Luminous 3-D Jungle Is a Biologist’s Dream


When watching a Hollywood movie that has robed itself in the themes and paraphernalia of science, a scientist expects to feel anything from annoyance to infuriation at facts misconstrued or processes misrepresented. What a scientist does not expect is to enter into a state of ecstatic wonderment, to have the urge to leap up and shout: “Yes! That’s exactly what it’s like!”

So it is time for all the biologists who have not yet done so to shut their laptops and run from their laboratories directly to the movie theaters, put on 3-D glasses and watch the film “Avatar.” In fact, anyone who loves a biologist or may want to be one, or better yet, anyone who hates a biologist — and certainly everyone who has ever sneered at a tree-hugger — should do the same. Because the director James Cameron’s otherworldly tale of romance and battle, aliens and armadas, has somehow managed to do what no other film has done. It has recreated what is the heart of biology: the naked, heart-stopping wonder of really seeing the living world.

The real beauty of it, though, is that you do not have to be a scientist to enjoy the experience. “Avatar” is well within reach of becoming the highest-grossing film of all time. And while the movie’s dazzling animation and use of 3-D has received so much attention, it cannot be anything but the intense wonder so powerfully elicited, rather than merely the technical wizardry itself, that has people lining up to see it.

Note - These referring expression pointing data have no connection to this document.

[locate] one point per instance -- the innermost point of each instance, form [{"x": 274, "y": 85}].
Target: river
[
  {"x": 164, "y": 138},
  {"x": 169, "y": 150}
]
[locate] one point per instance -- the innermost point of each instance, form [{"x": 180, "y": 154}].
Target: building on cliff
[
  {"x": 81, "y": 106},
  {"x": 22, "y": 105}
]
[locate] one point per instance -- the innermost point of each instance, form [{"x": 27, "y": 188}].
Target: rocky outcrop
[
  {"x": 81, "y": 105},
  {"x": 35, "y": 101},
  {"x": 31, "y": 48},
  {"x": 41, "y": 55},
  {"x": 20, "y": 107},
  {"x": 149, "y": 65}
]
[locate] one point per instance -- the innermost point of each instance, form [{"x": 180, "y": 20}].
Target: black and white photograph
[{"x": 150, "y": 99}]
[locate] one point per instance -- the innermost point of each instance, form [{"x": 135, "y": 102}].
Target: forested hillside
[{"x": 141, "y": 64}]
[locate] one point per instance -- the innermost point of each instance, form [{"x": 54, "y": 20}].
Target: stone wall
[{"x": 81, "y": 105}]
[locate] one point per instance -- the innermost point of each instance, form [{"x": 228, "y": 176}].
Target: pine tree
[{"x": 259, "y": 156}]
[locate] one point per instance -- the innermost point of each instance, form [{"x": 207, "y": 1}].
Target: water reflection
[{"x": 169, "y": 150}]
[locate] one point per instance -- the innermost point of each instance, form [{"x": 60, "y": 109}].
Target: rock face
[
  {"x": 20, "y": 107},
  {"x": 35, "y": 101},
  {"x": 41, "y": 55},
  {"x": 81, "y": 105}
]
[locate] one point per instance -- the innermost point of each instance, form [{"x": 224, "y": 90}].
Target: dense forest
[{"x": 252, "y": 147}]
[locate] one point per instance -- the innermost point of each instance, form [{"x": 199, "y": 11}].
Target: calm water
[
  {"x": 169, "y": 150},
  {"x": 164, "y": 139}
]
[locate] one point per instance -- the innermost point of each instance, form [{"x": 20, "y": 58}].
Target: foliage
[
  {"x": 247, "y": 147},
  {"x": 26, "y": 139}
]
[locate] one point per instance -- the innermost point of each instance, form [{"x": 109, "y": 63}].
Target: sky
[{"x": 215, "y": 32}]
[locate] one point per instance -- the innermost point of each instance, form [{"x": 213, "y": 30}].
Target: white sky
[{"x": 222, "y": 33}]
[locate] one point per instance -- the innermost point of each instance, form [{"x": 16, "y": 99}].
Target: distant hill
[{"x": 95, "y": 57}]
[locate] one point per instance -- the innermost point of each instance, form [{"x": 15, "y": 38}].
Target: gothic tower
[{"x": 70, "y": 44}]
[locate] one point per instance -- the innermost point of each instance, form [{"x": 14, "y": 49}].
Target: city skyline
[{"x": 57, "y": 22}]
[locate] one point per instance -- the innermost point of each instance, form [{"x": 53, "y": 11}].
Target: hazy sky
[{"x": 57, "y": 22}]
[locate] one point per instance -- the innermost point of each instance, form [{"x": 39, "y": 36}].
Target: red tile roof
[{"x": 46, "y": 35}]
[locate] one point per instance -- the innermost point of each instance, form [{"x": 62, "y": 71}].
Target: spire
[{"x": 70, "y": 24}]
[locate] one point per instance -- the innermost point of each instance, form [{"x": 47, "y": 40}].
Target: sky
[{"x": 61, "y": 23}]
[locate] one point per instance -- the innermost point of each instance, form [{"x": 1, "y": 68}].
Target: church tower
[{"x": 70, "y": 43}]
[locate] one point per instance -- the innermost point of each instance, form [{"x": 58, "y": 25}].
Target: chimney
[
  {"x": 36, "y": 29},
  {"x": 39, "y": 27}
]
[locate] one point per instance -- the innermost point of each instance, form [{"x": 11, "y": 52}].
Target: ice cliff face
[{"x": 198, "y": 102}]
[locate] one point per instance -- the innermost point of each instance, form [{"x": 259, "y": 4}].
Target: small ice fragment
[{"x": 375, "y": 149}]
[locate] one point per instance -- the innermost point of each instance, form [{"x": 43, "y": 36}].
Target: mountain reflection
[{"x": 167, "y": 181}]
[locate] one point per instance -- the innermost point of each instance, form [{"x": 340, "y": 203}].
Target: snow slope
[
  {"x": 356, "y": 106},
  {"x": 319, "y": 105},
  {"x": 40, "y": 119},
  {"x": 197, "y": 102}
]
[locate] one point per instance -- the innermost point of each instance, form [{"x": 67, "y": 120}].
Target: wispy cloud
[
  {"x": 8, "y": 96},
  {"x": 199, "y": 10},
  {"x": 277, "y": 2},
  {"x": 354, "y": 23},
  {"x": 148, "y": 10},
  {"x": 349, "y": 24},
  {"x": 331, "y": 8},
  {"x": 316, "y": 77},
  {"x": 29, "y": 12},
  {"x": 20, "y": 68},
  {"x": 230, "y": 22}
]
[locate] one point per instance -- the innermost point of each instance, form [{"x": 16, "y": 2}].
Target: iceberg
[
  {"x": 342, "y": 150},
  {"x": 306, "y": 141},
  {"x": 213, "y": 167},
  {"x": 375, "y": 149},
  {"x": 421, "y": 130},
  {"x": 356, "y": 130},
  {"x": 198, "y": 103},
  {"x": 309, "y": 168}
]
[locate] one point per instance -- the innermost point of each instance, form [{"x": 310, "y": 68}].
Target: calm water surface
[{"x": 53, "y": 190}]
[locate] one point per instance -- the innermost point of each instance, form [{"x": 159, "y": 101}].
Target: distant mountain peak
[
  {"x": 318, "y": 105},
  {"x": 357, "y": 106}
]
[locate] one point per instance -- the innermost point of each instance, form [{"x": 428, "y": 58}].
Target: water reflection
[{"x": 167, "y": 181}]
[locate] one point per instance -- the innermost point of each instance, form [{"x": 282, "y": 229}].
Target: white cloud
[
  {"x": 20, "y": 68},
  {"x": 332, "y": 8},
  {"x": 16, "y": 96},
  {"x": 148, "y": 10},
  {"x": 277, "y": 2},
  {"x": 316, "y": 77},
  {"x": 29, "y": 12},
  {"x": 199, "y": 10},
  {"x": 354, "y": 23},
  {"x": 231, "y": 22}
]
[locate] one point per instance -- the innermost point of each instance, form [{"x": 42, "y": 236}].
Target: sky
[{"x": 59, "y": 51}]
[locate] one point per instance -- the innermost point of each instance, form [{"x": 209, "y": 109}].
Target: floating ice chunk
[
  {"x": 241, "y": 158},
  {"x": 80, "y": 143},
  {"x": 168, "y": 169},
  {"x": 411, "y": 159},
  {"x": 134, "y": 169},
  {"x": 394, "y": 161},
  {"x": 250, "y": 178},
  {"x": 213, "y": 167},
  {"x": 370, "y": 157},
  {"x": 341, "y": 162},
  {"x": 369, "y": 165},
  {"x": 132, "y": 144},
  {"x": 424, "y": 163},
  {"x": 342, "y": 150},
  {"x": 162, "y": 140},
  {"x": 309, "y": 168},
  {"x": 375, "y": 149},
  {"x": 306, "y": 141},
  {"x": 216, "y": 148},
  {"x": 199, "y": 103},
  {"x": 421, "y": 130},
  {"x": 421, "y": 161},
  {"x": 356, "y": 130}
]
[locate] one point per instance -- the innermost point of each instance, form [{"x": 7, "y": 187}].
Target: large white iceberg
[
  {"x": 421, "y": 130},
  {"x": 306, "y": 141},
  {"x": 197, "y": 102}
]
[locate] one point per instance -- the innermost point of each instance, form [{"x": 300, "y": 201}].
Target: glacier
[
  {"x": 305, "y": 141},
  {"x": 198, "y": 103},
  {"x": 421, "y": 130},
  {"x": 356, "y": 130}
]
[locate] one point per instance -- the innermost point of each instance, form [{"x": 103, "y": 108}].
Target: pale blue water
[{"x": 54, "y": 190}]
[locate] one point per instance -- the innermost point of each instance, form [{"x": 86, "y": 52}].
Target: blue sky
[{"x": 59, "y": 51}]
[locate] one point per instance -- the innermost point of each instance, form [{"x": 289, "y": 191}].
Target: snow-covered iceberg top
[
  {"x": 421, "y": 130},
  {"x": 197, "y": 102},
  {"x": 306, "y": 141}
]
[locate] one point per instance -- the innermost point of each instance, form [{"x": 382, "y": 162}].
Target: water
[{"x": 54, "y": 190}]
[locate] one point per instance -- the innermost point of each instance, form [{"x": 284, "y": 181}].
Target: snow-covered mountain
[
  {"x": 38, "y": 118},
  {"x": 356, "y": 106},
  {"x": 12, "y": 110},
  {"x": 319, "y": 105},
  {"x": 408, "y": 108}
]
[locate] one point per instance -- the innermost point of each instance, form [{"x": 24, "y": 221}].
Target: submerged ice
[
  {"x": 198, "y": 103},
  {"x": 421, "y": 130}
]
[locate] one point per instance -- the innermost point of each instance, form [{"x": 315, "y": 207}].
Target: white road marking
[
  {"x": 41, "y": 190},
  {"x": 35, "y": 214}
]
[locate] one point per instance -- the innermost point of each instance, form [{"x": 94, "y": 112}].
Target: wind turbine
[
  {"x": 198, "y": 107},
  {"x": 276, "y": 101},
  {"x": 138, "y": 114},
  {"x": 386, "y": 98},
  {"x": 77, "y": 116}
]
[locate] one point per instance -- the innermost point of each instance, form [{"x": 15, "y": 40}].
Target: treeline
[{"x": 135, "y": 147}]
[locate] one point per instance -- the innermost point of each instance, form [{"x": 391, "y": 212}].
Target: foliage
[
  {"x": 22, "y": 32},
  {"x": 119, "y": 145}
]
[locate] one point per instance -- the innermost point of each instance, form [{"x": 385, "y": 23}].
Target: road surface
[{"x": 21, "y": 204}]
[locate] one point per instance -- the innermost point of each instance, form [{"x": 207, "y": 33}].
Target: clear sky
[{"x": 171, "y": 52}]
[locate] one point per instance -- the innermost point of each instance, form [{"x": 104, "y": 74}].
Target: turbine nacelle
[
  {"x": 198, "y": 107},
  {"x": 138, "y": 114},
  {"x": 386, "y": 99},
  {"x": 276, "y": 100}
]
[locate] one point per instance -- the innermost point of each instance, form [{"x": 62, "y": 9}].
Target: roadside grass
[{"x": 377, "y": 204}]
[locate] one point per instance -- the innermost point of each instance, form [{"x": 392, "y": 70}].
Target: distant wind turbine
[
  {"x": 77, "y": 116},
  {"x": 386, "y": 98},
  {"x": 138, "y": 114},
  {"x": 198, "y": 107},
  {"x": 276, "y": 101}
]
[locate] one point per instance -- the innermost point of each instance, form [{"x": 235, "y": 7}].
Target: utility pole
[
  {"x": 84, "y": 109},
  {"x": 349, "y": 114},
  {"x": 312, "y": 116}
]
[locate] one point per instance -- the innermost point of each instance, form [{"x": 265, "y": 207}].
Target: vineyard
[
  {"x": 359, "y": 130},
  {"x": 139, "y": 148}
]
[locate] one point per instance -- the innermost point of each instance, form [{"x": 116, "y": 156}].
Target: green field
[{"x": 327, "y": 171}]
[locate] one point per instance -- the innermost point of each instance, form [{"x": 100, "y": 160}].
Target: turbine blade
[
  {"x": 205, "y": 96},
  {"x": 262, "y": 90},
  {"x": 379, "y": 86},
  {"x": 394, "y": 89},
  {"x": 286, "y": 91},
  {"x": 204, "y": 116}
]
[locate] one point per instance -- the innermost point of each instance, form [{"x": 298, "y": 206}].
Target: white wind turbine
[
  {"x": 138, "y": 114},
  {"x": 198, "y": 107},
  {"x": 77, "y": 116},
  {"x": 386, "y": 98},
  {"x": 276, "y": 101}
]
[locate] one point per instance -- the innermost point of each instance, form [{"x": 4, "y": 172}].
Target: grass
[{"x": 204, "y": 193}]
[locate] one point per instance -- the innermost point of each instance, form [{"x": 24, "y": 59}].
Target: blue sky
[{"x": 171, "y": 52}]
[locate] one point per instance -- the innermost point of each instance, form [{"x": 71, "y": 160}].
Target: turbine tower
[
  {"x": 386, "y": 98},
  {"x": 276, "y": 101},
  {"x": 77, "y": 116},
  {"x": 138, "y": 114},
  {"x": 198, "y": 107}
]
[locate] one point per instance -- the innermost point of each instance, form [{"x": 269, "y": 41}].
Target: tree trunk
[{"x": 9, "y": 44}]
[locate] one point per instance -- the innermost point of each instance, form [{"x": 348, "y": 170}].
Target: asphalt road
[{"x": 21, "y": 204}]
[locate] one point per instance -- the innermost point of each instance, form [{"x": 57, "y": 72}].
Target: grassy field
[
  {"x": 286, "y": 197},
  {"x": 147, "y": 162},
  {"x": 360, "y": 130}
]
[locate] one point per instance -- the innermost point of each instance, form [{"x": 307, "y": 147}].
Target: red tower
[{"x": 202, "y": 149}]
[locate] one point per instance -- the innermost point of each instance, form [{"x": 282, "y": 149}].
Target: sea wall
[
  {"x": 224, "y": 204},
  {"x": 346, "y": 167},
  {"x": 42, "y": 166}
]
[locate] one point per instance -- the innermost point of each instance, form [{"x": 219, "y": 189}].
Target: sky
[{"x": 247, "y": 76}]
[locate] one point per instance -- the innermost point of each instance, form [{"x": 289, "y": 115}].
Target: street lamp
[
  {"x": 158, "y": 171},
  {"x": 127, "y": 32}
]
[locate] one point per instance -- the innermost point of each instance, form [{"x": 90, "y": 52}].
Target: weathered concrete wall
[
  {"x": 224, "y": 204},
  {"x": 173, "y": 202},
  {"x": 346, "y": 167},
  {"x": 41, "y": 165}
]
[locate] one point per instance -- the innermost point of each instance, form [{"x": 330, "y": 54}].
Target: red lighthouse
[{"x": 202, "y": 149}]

There have, of course, been many films that have depicted the excitement of scientists during discovery (think of Laura Dern in “Jurassic Park,” gleefully sticking her hand into a pile of dinosaur dung), and, from “Lord of the Rings” to “Star Trek,” there has been no shortage of on-screen fantastical floras and faunas.

But rather than having us giggling at a tribble or worrying over the safety of the children when a T. rex attacks, Mr. Cameron somehow has the audience seeing organisms in the tropical-forest-gone-mad of the planet Pandora just the way a biologist sees them. With each glance, we are reminded of organisms we already know, while marveling over the new and trying quickly to put this novelty into some kind of sensible place in the mind. It is a mental tickle, and wonderful confusion sparks the thought, “Oh, that looks like a horse, but wait, it has six legs and it’s blue, and whoa, that looks like a jellyfish but it’s floating in the air and glowing.”

The clues that we are “not in Kansas anymore,” as we are told early on, can be seen in every aspect of the life of Pandora. If there is one color that is most decidedly not a classic Earth tone, one that is least associated with living things, it might just be neon blue. And so many things on Pandora, like the Pterodactyl-like ikran and the deerlike yerik, are a staring, screaming blue. Another thing we do not expect from most living things is light. Yet on Pandora, life glows everywhere in the night, including the long, pulsating white Spanish-moss-like strands elegantly dangling off tree branches and the brightly glowing green and purple ferns.

And touching closest to home, Mr. Cameron has put a version of ourselves on Pandora, the Na’vi people, with whom he uses every trick. For they are blue, they have bioluminescing spots on their faces and they display the other of Pandora organisms’ stunning quirks: they are huge, at 10 feet tall.

To so strongly experience these kinds of wonderfully shocking similarities and dissimilarities among living things is the kind of experience that has largely been the prerogative of biologists — especially those known as taxonomists, who spend their days ordering and naming the living things on Earth. But now, thanks to Mr. Cameron, the entire world is not only experiencing this but also reveling in it.